Faroo
= a web search engine based on peer-to-peer technology.
Description
From an interview with Wolf Garbe of FAROO at http://altsearchengines.com/2007/10/02/great-debate-peer-to-peer-p2p-search-part-i/
1) Architecture: How is your search engine different from today’s general search engines? Briefly, what does the architecture of your search engine looks like?
FAROO: FAROO is a web search engine based on peer-to-peer technology.
The users are connecting their computers, building a worldwide, distributed P2P web search engine. No centralized index and crawler are required anymore. Every web page visited is automatically included in the distributed index of the search engine. Installing our software, you become immediately part of the distributed search engine. FAROO’s distributed core architecture is fundamentally different from the centralized approach of today’s search engines.
2) Distribution/P2P: In what aspect is the architecture distributed? What are the benefits of this?
FAROO: FAROO is using a fully distributed architecture: distributed index, distributed crawler, distributed ranking, and distributed search.
Search, as the most frequently used Internet application, will be distributed, and thus follows a principle, which the whole Internet is based upon successfully. The distributed architecture provides cost advantages, better scaling, less intrusive crawling, democratic ranking and improved privacy protection.
- Each of the major search engines requires hundreds of thousands servers. We don’t need any hardware at all. This means huge saving of infrastructure costs, allowing us to share revenues with our users.
- The Internet is increasing steadily, and so also is the amount of required hardware in order to index all these new web pages and to serve the new users. In FAROO’s distributed architecture the users become part of the solution of this problem. Therefore FAROO scales with the growth of the Internet.
- FAROO indexes web pages without a dedicated crawler, therefore additional traffic for users and web servers is avoided.
3) Crawler: How does your distributed crawler work?
FAROO: We changed the way a crawler works. There is no traditional crawler at all.

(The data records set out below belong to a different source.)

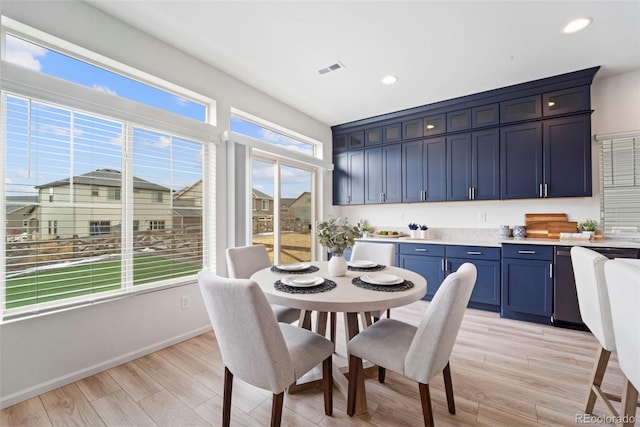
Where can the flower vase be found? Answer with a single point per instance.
(337, 266)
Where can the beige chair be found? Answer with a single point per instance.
(243, 261)
(623, 285)
(380, 253)
(593, 301)
(419, 353)
(256, 348)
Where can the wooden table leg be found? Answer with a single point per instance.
(351, 329)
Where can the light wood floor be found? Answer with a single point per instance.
(505, 373)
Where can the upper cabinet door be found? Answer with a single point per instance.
(485, 164)
(459, 167)
(566, 101)
(434, 125)
(521, 161)
(340, 142)
(391, 133)
(412, 129)
(567, 156)
(459, 120)
(487, 115)
(356, 139)
(373, 136)
(521, 109)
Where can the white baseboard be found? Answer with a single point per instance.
(41, 388)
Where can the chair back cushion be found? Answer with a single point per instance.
(593, 298)
(623, 283)
(381, 253)
(243, 261)
(432, 345)
(248, 334)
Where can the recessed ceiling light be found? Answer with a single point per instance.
(389, 80)
(577, 25)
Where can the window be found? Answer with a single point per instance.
(114, 193)
(99, 228)
(157, 224)
(52, 148)
(620, 182)
(56, 64)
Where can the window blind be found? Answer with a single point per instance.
(95, 206)
(620, 182)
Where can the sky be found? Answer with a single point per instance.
(100, 154)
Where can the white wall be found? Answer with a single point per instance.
(616, 104)
(48, 351)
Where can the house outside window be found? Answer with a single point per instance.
(65, 142)
(156, 224)
(99, 228)
(114, 194)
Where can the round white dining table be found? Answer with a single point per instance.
(345, 298)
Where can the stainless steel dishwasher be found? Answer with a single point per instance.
(566, 312)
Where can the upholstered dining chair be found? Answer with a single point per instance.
(256, 348)
(623, 285)
(595, 310)
(380, 253)
(243, 261)
(421, 352)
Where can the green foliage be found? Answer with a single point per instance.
(337, 235)
(588, 225)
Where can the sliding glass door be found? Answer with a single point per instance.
(282, 208)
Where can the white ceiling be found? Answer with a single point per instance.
(438, 49)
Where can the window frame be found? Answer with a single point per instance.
(25, 83)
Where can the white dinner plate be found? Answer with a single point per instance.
(362, 264)
(382, 279)
(303, 281)
(294, 267)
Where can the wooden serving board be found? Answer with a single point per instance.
(547, 225)
(557, 227)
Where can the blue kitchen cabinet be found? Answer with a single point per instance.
(521, 161)
(383, 174)
(348, 177)
(567, 156)
(424, 176)
(486, 292)
(473, 166)
(426, 260)
(527, 282)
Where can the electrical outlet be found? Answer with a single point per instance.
(185, 302)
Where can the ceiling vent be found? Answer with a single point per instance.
(338, 65)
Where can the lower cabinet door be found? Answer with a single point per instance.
(527, 290)
(431, 268)
(486, 292)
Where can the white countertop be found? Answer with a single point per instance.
(497, 242)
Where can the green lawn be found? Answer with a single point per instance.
(89, 278)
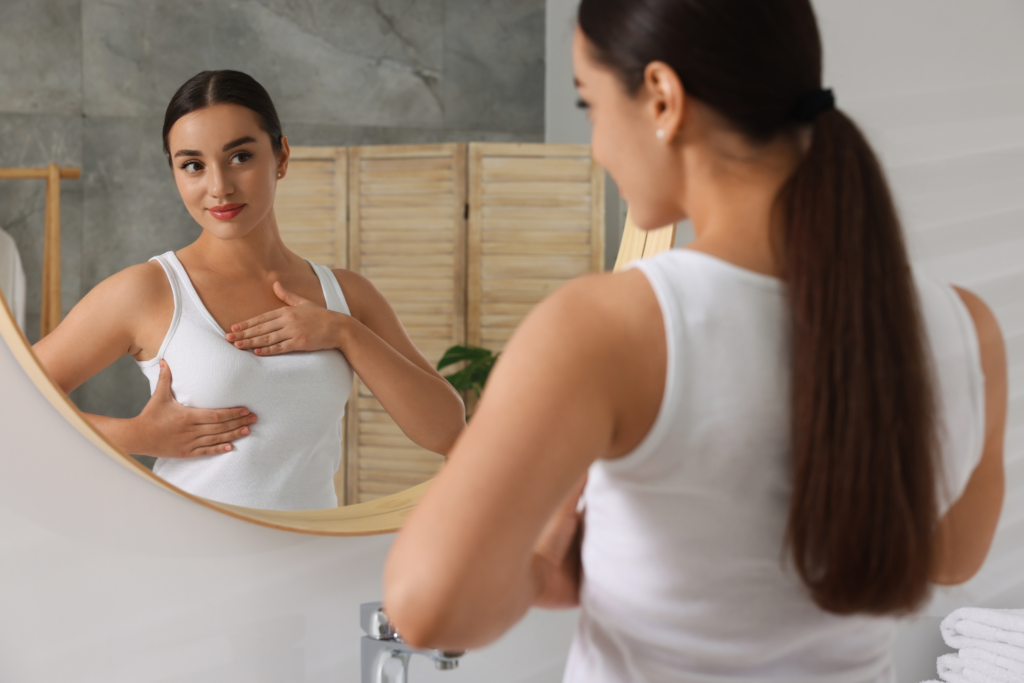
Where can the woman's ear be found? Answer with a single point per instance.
(283, 157)
(667, 99)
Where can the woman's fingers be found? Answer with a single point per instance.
(263, 341)
(222, 437)
(229, 425)
(274, 349)
(215, 417)
(211, 451)
(255, 332)
(239, 329)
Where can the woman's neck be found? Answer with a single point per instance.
(256, 254)
(731, 191)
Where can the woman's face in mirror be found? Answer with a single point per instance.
(225, 168)
(624, 139)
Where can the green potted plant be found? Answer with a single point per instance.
(473, 375)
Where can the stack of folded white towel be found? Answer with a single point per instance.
(990, 644)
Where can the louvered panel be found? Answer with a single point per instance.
(408, 236)
(311, 207)
(536, 221)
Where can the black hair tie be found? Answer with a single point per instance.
(811, 105)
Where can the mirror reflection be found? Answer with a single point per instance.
(249, 348)
(291, 350)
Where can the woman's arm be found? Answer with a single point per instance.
(427, 409)
(966, 532)
(130, 312)
(581, 379)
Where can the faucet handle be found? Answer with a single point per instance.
(375, 623)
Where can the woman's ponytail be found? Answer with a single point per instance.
(863, 510)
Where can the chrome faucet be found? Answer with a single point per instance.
(384, 656)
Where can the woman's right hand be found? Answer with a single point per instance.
(165, 428)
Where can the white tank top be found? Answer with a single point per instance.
(289, 460)
(682, 555)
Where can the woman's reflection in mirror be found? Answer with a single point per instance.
(249, 348)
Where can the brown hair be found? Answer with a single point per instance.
(223, 87)
(863, 509)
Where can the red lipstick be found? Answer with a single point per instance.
(226, 211)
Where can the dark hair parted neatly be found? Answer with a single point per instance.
(863, 510)
(223, 87)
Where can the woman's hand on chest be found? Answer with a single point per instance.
(299, 326)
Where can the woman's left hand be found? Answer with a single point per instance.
(301, 326)
(557, 561)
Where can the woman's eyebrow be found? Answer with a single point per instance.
(241, 140)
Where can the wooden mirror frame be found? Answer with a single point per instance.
(384, 515)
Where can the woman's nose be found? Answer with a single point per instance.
(219, 182)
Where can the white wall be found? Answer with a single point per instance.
(938, 86)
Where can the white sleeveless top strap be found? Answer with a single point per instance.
(684, 574)
(289, 460)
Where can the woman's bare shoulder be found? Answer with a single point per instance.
(360, 294)
(143, 285)
(623, 302)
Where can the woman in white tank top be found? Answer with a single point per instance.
(786, 434)
(249, 348)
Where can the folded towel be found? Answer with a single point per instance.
(954, 669)
(994, 626)
(977, 653)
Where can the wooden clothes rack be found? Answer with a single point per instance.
(50, 313)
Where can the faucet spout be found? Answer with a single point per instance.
(384, 656)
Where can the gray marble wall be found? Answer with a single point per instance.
(86, 82)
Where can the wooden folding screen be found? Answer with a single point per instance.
(398, 216)
(643, 244)
(536, 221)
(408, 237)
(311, 206)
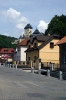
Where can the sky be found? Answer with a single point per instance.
(16, 14)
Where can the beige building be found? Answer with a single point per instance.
(43, 47)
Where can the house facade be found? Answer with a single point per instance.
(62, 53)
(8, 52)
(43, 47)
(19, 54)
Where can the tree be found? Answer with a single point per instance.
(57, 25)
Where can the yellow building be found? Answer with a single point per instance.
(43, 47)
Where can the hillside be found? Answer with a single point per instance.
(5, 41)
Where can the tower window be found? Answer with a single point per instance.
(51, 44)
(35, 45)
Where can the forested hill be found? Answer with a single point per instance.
(5, 41)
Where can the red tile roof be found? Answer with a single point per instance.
(23, 43)
(63, 40)
(6, 50)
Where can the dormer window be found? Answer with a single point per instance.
(51, 44)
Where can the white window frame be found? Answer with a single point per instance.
(64, 58)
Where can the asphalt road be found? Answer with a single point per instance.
(17, 84)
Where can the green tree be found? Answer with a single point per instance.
(57, 25)
(6, 41)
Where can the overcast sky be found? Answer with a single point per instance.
(15, 14)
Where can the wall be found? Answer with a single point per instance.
(31, 54)
(48, 54)
(23, 54)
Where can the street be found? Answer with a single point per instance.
(16, 84)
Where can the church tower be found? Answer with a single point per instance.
(27, 30)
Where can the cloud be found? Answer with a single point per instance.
(42, 26)
(20, 26)
(6, 34)
(16, 19)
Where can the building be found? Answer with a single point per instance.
(43, 47)
(6, 51)
(62, 53)
(27, 31)
(19, 54)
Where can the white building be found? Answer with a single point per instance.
(19, 54)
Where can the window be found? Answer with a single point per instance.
(28, 46)
(28, 58)
(18, 48)
(5, 50)
(35, 57)
(64, 58)
(35, 45)
(51, 44)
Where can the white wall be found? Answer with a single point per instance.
(23, 54)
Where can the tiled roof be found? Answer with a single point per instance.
(6, 50)
(23, 43)
(63, 40)
(44, 40)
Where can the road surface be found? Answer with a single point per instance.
(17, 84)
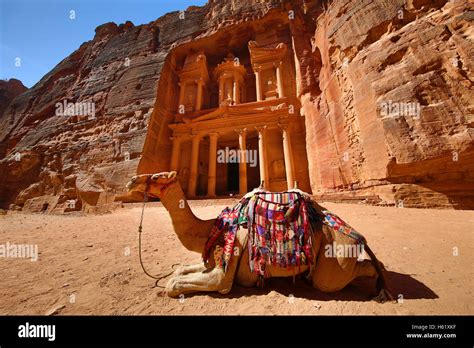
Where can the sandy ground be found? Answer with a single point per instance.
(84, 266)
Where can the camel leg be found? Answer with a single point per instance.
(194, 282)
(203, 279)
(382, 288)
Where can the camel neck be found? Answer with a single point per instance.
(191, 231)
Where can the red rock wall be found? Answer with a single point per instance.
(372, 52)
(350, 57)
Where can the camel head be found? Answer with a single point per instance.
(153, 184)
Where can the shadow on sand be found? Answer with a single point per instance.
(361, 289)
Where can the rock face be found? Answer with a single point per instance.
(385, 88)
(418, 54)
(9, 90)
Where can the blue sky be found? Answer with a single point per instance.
(40, 32)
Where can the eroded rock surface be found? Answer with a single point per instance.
(351, 59)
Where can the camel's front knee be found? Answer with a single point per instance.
(172, 287)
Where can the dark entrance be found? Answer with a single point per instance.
(233, 177)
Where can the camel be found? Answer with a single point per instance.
(329, 274)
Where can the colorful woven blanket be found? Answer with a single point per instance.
(279, 230)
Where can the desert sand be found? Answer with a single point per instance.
(88, 264)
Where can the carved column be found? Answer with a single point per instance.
(262, 156)
(258, 84)
(221, 89)
(235, 88)
(193, 168)
(211, 181)
(288, 153)
(279, 74)
(175, 153)
(181, 93)
(243, 160)
(199, 94)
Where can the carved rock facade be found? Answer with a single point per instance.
(366, 99)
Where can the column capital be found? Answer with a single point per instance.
(257, 68)
(177, 138)
(261, 129)
(241, 131)
(284, 126)
(277, 64)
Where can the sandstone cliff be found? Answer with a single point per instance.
(351, 58)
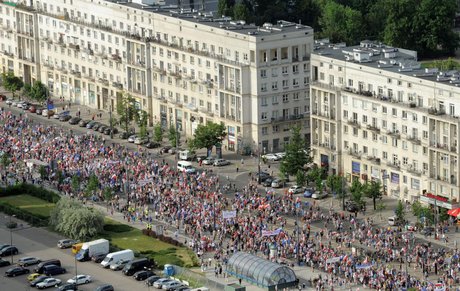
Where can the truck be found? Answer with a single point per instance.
(116, 256)
(89, 249)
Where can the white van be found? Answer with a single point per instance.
(186, 155)
(187, 167)
(116, 256)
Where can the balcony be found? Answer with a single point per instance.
(394, 165)
(354, 123)
(373, 128)
(394, 133)
(355, 154)
(414, 140)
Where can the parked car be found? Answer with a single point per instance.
(271, 157)
(319, 195)
(107, 130)
(118, 265)
(278, 183)
(132, 138)
(83, 123)
(52, 270)
(105, 287)
(8, 251)
(37, 280)
(66, 243)
(158, 284)
(4, 263)
(28, 261)
(142, 275)
(49, 282)
(74, 120)
(152, 145)
(221, 162)
(97, 258)
(208, 161)
(67, 287)
(90, 124)
(295, 189)
(80, 279)
(16, 271)
(152, 279)
(171, 285)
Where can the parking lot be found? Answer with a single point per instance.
(42, 244)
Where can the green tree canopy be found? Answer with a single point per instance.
(11, 82)
(76, 221)
(296, 154)
(209, 135)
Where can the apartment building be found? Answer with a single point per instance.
(376, 114)
(183, 67)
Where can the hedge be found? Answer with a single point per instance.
(33, 219)
(32, 190)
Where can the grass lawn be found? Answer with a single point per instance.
(29, 204)
(126, 237)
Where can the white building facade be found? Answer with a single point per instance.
(184, 68)
(376, 114)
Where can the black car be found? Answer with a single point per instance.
(150, 280)
(13, 272)
(8, 251)
(268, 182)
(74, 120)
(97, 258)
(4, 263)
(67, 287)
(142, 275)
(65, 118)
(107, 131)
(152, 145)
(105, 287)
(39, 279)
(83, 123)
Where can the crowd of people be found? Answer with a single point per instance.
(279, 228)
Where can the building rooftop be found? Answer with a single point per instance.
(377, 55)
(208, 18)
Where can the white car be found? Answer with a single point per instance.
(158, 284)
(49, 282)
(221, 162)
(81, 279)
(172, 284)
(295, 189)
(208, 161)
(28, 261)
(271, 157)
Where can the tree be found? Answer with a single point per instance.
(158, 132)
(173, 136)
(12, 83)
(76, 221)
(209, 135)
(301, 178)
(38, 91)
(341, 23)
(400, 211)
(93, 185)
(296, 155)
(241, 12)
(373, 190)
(126, 110)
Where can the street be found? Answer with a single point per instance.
(41, 243)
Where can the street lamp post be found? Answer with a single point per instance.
(11, 236)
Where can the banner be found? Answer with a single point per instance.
(271, 232)
(228, 214)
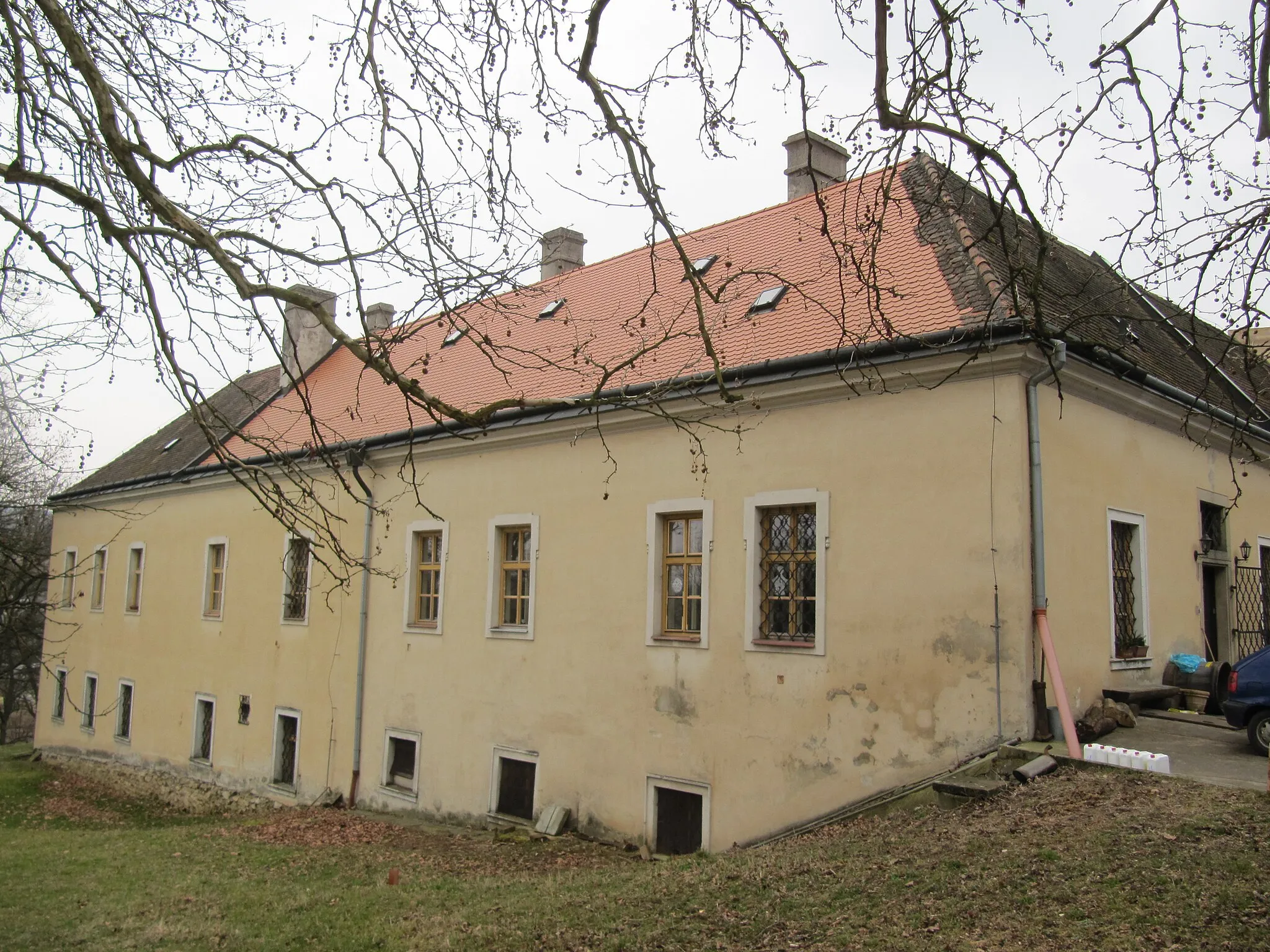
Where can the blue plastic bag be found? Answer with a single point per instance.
(1186, 663)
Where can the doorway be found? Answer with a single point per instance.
(1214, 579)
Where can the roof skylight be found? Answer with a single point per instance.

Every web page visited by one of our users is automatically included into our distributed index, and instantly searchable for all other users.
4) Ranking: How does your ranking algorithm work?
FAROO: FAROO is using an attention based ranking. If users spend a long time on a page, visit it often, put it to bookmarks or print it out, this page goes up in ranking. For the first time the ranking of the web pages is automatically done by the target audience itself. This leads to a more democratic, user centric ranking, while resistant against rank manipulation. Additional ranking parameters ensure a proper ranking also during the start with relatively few users and for freshly indexed pages.
5) Do you use the “wisdom of the crowds”? If so, how?
FAROO: When it comes to understanding, valuating, and rating of content, the human mind is still unsurpassed. Therefore FAROO uses “wisdom of the crowds” in two ways, for ranking and for crawling. An algorithm may distinguish between original content, trivial content and spam. But when it comes to more subtle distinctions, we are better off trusting our own species! And, it’s no surprise that even the well known PageRank uses indirect human judgment, as it is based on the popularity of a page among webmasters.
FAROO’s user generated ranking goes a step further, as it is based on the popularity of a page amongst all users. And this is done automatically. In this way many more people get involved then with current ranking methods, where either only webmasters are entitled to vote or a manual voting is required.
FAROO also uses user powered crawling. Pages which are changing often like, for eaxample, news, are visited frequently by users. And with FAROO they are therefore also re-indexed more often. So the FAROO users implicitly control the distributed crawler in a way that frequently changing pages are kept fresh in the distributed index, while preventing unnecessary traffic on rather static pages." (http://altsearchengines.com/2007/10/02/great-debate-peer-to-peer-p2p-search-part-i/)